Wie Schabowskis Zettel wieder auftauchte: „Es handelte sich nicht um Hehlerware“
Der Berliner Tränenpalast zeigt Günter Schabowskis Notizzettel. Direktor Mike Lukasch erzählt im Interview, wie das historische Dokument wieder aufgetaucht ist.
Vergangene Woche wurde der zweimillionste Besucher des Museums in der früheren Ausreisehalle der DDR begrüßt: ein Sechsjähriger mit seiner Familie aus München. Die Hälfte der Besucher kommt aus dem Ausland. Der Historiker Mike Lukasch ist Direktor des Tränenpalasts mit der Ausstellung zur deutschen Teilung und des Museums in der Kulturbrauerei zum DDR-Alltag in Berlin.
Der Notizzettel zur Pressekonferenz, bei der Günter Schabowski am 9. November 1989 versehentlich die Mauer öffnete, war bis 2015 verschollen. Ab Freitag ist er in Berlin im Tränenpalast zu sehen – wir zeigen ihn bereits hier im Original.

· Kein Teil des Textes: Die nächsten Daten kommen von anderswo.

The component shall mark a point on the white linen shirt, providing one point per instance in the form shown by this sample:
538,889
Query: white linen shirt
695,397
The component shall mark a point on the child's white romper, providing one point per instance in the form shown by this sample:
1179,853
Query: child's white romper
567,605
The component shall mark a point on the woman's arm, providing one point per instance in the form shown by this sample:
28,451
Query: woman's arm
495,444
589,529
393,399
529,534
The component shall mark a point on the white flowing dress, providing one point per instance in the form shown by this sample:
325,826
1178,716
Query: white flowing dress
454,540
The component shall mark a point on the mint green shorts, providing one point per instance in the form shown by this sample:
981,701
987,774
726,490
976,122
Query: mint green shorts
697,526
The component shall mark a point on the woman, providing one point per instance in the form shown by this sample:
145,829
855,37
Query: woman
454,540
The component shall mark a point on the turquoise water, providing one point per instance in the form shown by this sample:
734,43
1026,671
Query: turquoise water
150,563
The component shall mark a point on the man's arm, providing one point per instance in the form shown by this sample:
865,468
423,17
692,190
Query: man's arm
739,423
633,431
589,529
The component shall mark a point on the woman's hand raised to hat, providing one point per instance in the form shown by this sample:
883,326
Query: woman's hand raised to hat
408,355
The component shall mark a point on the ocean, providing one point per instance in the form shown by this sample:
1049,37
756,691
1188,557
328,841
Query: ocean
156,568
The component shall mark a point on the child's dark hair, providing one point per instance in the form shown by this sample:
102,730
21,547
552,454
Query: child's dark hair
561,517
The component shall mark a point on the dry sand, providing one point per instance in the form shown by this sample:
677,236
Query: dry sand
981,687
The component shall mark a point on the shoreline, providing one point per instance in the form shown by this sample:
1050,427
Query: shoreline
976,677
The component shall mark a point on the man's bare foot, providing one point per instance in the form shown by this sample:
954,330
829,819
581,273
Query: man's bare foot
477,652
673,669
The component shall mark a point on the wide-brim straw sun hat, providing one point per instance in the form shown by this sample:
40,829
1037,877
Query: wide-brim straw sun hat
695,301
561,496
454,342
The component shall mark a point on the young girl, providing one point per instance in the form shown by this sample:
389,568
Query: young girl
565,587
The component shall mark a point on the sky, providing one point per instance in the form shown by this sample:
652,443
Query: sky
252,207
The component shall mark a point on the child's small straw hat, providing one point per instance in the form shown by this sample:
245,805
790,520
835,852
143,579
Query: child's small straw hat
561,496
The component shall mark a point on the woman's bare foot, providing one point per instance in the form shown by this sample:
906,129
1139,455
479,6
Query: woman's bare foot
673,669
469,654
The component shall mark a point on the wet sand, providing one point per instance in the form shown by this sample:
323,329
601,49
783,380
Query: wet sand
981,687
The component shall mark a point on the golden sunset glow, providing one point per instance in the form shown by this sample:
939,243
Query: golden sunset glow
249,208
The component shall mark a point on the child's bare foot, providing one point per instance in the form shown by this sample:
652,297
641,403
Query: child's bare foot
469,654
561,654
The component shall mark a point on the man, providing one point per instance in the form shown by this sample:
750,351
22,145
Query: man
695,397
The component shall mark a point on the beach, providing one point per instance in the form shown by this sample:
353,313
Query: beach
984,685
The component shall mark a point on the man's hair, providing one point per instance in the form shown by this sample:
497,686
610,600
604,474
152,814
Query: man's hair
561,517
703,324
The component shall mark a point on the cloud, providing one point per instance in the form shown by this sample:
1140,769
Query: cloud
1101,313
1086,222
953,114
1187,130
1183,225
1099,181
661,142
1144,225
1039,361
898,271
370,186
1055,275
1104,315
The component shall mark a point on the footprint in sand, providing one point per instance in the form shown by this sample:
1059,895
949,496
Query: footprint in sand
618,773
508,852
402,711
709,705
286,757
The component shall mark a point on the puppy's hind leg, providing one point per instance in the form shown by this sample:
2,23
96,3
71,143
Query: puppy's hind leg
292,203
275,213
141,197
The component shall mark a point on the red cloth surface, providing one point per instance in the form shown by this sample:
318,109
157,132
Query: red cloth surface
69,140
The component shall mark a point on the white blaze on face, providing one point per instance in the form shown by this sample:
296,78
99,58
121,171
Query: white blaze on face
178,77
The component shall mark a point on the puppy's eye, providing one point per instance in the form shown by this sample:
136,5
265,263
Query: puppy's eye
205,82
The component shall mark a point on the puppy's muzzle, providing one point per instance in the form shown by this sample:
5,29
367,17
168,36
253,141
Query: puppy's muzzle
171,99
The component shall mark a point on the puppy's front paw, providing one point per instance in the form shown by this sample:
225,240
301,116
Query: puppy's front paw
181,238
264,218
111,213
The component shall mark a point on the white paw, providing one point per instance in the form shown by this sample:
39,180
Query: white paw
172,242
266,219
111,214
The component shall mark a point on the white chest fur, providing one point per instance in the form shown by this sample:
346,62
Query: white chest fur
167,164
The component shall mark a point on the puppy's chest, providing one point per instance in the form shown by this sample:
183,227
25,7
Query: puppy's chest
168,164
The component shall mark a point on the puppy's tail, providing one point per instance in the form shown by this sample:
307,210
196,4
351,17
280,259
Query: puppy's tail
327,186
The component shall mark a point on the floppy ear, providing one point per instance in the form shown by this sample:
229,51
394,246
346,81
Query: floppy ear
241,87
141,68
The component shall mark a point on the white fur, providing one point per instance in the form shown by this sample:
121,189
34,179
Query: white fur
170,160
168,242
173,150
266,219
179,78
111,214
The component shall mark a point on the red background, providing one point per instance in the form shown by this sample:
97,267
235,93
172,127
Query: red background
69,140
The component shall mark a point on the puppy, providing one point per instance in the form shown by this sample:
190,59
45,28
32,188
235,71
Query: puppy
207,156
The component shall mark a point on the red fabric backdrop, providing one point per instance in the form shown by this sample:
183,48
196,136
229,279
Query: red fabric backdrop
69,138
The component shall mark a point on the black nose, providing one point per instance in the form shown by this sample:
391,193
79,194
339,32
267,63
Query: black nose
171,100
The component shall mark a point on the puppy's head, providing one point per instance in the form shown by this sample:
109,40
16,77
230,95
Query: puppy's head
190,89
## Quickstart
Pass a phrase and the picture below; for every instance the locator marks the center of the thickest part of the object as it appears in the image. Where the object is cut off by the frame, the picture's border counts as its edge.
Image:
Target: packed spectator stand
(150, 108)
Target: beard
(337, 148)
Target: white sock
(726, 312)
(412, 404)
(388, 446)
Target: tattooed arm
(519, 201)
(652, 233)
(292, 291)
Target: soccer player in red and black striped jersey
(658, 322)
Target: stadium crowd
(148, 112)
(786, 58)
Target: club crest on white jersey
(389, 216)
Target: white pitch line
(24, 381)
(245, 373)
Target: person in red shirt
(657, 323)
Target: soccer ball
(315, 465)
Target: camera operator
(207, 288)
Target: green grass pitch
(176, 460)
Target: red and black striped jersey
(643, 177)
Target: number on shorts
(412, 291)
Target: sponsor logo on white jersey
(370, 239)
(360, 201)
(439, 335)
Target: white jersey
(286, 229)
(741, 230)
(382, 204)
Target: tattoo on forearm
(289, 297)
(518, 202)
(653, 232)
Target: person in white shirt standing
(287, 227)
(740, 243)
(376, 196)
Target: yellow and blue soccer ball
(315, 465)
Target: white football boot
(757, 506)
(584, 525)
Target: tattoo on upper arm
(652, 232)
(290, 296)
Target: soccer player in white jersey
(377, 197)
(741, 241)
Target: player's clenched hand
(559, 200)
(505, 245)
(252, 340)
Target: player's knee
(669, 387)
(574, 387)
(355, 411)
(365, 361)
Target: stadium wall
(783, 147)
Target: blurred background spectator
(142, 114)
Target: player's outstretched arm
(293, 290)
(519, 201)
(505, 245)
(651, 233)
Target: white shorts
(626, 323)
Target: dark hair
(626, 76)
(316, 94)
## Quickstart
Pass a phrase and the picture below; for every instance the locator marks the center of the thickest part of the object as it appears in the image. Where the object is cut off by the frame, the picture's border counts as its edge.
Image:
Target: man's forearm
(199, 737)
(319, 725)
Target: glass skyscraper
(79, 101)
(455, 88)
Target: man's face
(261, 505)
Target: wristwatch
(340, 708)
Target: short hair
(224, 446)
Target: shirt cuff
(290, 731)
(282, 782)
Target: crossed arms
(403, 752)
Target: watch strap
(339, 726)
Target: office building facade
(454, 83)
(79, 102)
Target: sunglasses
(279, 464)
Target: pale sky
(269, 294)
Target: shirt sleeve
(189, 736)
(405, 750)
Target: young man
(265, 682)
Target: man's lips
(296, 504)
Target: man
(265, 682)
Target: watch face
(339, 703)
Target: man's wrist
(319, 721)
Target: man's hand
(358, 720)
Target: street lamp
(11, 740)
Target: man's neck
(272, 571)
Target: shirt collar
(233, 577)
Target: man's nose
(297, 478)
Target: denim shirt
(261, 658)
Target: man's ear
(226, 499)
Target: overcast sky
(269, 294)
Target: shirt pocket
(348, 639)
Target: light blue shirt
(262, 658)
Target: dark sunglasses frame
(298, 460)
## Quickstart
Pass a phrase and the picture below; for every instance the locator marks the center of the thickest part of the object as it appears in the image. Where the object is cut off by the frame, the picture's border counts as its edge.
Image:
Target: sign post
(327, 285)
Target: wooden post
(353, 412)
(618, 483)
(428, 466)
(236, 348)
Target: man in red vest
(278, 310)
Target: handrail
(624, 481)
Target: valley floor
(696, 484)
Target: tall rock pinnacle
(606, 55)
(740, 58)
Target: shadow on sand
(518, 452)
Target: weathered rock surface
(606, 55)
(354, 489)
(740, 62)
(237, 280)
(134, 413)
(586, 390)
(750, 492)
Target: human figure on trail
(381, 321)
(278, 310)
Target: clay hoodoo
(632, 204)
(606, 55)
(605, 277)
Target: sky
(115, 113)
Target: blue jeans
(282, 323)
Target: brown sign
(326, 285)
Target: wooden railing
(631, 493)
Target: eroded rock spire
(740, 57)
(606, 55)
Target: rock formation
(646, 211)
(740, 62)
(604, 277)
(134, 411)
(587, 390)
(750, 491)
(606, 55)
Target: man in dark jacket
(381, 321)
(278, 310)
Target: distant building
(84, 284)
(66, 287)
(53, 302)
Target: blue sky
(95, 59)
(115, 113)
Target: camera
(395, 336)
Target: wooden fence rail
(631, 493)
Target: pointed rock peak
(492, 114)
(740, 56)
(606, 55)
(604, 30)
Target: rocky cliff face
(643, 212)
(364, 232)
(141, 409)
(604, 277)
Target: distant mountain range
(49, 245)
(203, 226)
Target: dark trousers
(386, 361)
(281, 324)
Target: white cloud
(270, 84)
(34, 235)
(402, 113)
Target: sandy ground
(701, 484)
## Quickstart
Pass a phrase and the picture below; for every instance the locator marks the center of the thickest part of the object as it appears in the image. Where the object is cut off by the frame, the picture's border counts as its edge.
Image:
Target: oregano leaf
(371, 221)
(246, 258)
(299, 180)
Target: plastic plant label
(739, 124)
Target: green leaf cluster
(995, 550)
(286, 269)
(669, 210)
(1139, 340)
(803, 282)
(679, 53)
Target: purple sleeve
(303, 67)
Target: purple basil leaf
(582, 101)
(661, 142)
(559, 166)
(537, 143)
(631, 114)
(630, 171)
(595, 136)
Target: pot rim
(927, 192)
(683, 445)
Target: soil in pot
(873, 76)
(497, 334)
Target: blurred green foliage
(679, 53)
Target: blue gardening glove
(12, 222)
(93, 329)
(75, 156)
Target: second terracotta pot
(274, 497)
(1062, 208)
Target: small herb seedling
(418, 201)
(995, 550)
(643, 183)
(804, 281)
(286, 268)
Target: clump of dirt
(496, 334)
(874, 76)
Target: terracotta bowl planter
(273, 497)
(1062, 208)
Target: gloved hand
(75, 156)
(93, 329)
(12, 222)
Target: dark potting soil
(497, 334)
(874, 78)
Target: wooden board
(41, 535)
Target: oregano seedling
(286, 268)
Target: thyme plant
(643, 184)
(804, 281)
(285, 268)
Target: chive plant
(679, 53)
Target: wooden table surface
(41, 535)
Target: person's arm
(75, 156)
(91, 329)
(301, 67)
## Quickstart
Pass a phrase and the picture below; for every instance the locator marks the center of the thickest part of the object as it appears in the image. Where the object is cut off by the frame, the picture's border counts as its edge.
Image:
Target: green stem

Im Interview spricht Lukasch über seine Wiederentdeckung und erklärt, warum Tassen ins Museum gehören und Erlebnisse junger Syrer neue Perspektiven erfordern.
Herr Lukasch, die Szene, in der Günter Schabowski am 9. November „sofort, unverzüglich“ die Ausreise aus der DDR freigibt, hat sich ins kollektive Gedächtnis eingebrannt. Sein Notizzettel für die Pressekonferenz war verschollen. Wie ist das Haus der Geschichte an das Dokument gekommen?
Der Historiker Hermann Hertle hatte den Zettel noch in den Händen und eine Schwarz-Weiß-Kopie gemacht. Nur so wussten wir, dass es ihn überhaupt gibt. Der Zettel verschwand, auch Schabowski wusste nichts über seinen Verbleib. 2015 fragte jemand bei uns an, ob wir Interesse an zeithistorischen Dokumenten hätten, er sei im Besitz von „Schabowskis Zettel“. Darunter firmieren ja zwei Dinge: die handschriftlichen Notizen und der Ministerratsbeschluss mit der neuen Reiseregelung. Letzteres ist Weltdokumentenerbe. Angeboten wurde uns Schabowskis Notizzettel, der vor allem die Verwirrung dokumentiert. Da steht „Zeit“ gegen Ende, er will das erst ganz am Schluss verlesen, in der Hoffnung, dass keiner hinhört. Der Zettel ist eine super Ergänzung zur Reiseregelung, ein storytelling object.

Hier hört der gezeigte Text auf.